By Amindeh Blaise Atabong
YAOUNDE (Reuters) -Cameroon received its first shipment of Mosquirix malaria vaccines manufactured by British drugmaker GSK Plc late on Tuesday, as the nation struggles with the mosquito-borne disease that kills more than 600,000 each year globally.
A batch of 331,200 doses of the vaccine – also known as RTS,S – was offloaded at Yaounde’s Nsimalen International Airport, making Cameroon the first African country to receive the vaccine after pilot programmes in Ghana, Kenya and Malawi.
Malaria remains one of Africa’s deadliest diseases, according to the World Health Organization (WHO), killing nearly half a million children under the age of five.
The initial consignment of vaccines will go to 42 out of 203 health districts in the country, Cameroon’s health minister Manaouda Malachie said.
“We lose many compatriots who die because of this disease.
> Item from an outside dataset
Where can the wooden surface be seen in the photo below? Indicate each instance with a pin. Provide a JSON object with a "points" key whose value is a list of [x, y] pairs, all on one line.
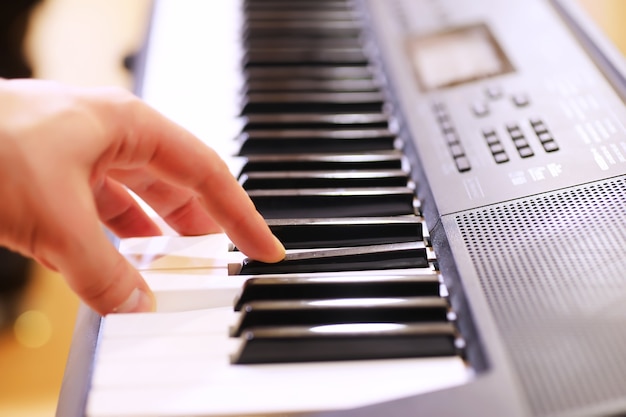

Today, we have a vaccine which comes to add to the panoply of measures already rolled out,” Malachie told reporters at Nsimalen.
Inoculations will begin next month or early next year, according to a health official who spoke to Reuters on condition of anonymity.
GSK says more than 1.7 million children in Ghana, Kenya and Malawi have already received at least one dose of the shot, and that it would be rolled out in another nine malaria-endemic countries, of which Cameroon is one, from early next year.
A further 1.7 million doses of the RTS,S vaccine are expected to arrive in Burkina Faso, Liberia, Niger and Sierra Leone in coming weeks, the global vaccine alliance GAVI said in a joint statement with WHO and UNICEF.
Other African countries are set to receives doses over the next few months.
UNICEF representative Juliette Haenni said it was a historic moment to protect children.
“Children are the most concerned. The ones we are targeting are the six to 24 months old – the most vulnerable,” Haenni said.
The WHO says a second malaria vaccine developed by Britain’s University of Oxford, R21/Matrix-M, will become available by mid-2024.